# Long line at Popeyes



## Prius13 (Mar 29, 2017)

Took almost one half hour to queue at drive through and get food.. And then this. Mind you this is Naperville, one of the costliest homes in the market in DuPage county Illinois.


----------



## Don'tchasethesurge (Dec 27, 2016)

No tip... ouch!


----------



## Solid 5 (Aug 24, 2018)

I’m going to refrain from any snide remarks to the OP about why they even took an order, first from Popeyes, and second knowing that it wasn’t going to pay Jack squat. Lol @ Drivers chasing that $10 GrubHub guarantee LOL


----------



## mbd (Aug 27, 2018)

In all likelihood the great chicken sandwich is back:thumbup:


----------



## Ardery (May 26, 2017)

Prius13 said:


> Took almost one half hour to queue at drive through and get food.. And then this. Mind you this is Naperville, one of the costliest homes in the market in DuPage county Illinois.


you seriously think you're going to get a tip from people that want food deliveries from Popeyes? or KFC? or McDonald's?

and second... YOU SAT IN A DRIVE THRU LINE LASTING 30 MINUTES?!


----------



## MontcoUberDriver (Aug 14, 2018)

I would have canceled as soon as I saw the drive through line. Actually I would have declined the Popeyes order to begin with.


----------



## uberboy1212 (Jan 10, 2017)

I stopped accepting Popeyes orders after they released their chicken sandwich. Those sandwiches are damn good and cheap so I get why they're so popular. Not worth waiting in a long line for but they are good


----------



## Prius13 (Mar 29, 2017)

I want to keep my GH premier status.


----------



## Jo3030 (Jan 2, 2016)

$0 tip? Couldn't be me.


----------



## Teksaz (Mar 16, 2015)

I just walk in to Popeyes IF the payout is right. I don't do drive thru anywhere especially right now.


----------



## Prius13 (Mar 29, 2017)

Teksaz said:


> I just walk in to Popeyes IF the payout is right. I don't do drive thru anywhere especially right now.

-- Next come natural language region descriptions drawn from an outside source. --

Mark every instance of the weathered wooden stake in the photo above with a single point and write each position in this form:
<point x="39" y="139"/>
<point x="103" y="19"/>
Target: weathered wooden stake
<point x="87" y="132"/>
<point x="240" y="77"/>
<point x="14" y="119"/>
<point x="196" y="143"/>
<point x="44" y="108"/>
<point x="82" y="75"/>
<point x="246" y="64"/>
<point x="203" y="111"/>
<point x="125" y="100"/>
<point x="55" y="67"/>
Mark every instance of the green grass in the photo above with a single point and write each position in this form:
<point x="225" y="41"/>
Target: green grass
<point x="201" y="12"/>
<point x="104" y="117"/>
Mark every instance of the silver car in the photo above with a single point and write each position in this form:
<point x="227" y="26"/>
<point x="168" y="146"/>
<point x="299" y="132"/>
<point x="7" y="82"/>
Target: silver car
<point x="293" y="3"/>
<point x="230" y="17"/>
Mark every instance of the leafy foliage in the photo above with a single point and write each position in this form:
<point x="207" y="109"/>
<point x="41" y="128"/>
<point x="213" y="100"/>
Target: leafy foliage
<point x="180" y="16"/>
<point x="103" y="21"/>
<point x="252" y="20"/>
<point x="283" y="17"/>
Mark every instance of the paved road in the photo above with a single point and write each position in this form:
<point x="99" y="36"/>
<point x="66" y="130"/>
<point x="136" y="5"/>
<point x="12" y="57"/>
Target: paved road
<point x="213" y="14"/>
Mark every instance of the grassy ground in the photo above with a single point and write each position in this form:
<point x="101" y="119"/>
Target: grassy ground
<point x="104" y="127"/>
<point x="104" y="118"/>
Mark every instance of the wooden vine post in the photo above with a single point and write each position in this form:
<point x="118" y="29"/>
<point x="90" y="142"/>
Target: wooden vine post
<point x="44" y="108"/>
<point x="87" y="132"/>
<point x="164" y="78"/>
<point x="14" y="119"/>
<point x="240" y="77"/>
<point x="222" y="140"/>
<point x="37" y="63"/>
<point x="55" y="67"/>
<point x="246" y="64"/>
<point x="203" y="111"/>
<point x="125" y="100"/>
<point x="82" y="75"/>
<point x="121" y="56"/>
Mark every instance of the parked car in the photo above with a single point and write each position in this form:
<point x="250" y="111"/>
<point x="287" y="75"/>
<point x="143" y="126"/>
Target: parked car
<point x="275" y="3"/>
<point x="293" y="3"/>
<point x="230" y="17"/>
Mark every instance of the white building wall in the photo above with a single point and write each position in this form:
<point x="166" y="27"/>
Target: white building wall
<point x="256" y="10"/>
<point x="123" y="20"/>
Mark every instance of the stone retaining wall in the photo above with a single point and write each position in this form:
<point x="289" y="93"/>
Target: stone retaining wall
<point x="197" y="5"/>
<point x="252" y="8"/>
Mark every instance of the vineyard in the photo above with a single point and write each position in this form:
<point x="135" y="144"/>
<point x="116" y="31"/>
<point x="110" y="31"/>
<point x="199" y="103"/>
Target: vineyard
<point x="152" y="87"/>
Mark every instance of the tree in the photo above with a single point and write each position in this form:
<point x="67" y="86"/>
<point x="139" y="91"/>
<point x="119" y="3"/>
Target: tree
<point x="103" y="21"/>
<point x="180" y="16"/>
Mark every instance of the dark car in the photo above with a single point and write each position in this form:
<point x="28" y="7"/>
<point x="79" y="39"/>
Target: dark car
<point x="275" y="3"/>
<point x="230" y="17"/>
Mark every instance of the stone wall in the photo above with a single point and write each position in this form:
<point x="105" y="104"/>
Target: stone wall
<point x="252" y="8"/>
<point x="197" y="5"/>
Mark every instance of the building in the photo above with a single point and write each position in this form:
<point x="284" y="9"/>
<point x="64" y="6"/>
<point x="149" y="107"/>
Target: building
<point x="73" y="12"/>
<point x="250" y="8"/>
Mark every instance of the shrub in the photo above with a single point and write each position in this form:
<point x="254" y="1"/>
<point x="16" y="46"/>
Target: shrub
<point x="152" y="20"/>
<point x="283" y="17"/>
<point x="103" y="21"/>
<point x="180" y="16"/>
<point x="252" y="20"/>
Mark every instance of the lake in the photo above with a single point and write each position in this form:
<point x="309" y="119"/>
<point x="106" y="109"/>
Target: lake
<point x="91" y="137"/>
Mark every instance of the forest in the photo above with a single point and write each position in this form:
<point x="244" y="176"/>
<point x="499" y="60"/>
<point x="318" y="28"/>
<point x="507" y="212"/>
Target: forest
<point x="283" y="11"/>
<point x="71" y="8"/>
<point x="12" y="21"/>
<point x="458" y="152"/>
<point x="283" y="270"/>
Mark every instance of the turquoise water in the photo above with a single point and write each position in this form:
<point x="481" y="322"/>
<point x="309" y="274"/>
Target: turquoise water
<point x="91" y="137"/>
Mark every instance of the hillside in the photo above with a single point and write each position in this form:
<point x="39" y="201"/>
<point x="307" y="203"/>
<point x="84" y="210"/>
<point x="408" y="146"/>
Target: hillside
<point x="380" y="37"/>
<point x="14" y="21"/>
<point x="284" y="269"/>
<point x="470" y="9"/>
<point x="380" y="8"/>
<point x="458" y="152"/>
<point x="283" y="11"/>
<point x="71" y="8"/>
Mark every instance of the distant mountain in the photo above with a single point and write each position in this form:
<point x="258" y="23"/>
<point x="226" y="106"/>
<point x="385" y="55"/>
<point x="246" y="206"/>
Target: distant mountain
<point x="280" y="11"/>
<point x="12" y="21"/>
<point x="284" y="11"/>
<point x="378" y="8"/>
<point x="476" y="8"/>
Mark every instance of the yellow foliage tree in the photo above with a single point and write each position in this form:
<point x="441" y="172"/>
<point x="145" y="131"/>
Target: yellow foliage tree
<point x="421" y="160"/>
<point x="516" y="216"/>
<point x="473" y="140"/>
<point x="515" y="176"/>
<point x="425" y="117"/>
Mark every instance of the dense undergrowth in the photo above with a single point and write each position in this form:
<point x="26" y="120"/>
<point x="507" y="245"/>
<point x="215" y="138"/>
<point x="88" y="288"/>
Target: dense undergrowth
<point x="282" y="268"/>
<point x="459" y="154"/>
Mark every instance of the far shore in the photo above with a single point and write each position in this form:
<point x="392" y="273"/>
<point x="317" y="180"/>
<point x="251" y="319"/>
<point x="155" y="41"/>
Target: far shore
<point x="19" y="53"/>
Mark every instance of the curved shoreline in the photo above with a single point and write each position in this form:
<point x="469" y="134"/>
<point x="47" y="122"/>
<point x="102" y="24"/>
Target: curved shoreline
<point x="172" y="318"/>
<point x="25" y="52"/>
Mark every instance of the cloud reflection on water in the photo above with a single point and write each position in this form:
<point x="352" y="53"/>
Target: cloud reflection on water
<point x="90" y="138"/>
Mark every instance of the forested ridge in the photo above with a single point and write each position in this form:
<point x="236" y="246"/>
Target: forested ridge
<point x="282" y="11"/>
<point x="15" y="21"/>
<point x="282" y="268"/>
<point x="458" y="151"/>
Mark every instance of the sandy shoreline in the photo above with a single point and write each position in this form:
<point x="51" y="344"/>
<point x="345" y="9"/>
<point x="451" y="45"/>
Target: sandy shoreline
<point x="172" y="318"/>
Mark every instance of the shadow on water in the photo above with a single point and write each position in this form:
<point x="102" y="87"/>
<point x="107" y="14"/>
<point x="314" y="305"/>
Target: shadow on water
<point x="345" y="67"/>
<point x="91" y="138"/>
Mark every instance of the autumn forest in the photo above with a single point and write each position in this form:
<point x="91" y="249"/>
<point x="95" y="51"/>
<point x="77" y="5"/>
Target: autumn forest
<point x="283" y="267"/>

Drive through safer VS virus.


----------



## Boston Bill (Jul 13, 2019)

wait in line for 30 minutes? Nope. Besides have you all heard about he bait and switch on instacart? Prepy the tip for like $50 then cancel the tip after delivery. Read an article yesterday


----------



## Teksaz (Mar 16, 2015)

Prius13 said:


> Drive through safer VS virus.


You do you. I have a different opinion on that.


----------



## Prius13 (Mar 29, 2017)

Solid 5 said:


> I'm going to refrain from any snide remarks to the OP about why they even took an order, first from Popeyes, and second knowing that it wasn't going to pay Jack squat. Lol @ Drivers chasing that $10 GrubHub guarantee LOL


I just achieved premier status, want to keep it that way.


----------



## Cabledawg (Jun 28, 2019)

You mother****a's…..now I'm craving a Popeyes sandwich and wondering if they are still open at 9:47PM.


----------



## Prius13 (Mar 29, 2017)

Prius13 said:


> I just achieved premier status, want to keep it that way.


$12 / hr Chicago market guarantee.


----------



## Don'tchasethesurge (Dec 27, 2016)

Bend over for status but it’s cool


----------



## Solid 5 (Aug 24, 2018)

Prius13 said:


> I just achieved premier status, want to keep it that way.


LOL ok then.........LOL @ drivers chasing a $12 guarantee. If you have to try to make $12 an hour doing food delivery, you are in the wrong line of work son. Pay attention to some other posters and see what they make per hour cherry picking on GH, then get back to me.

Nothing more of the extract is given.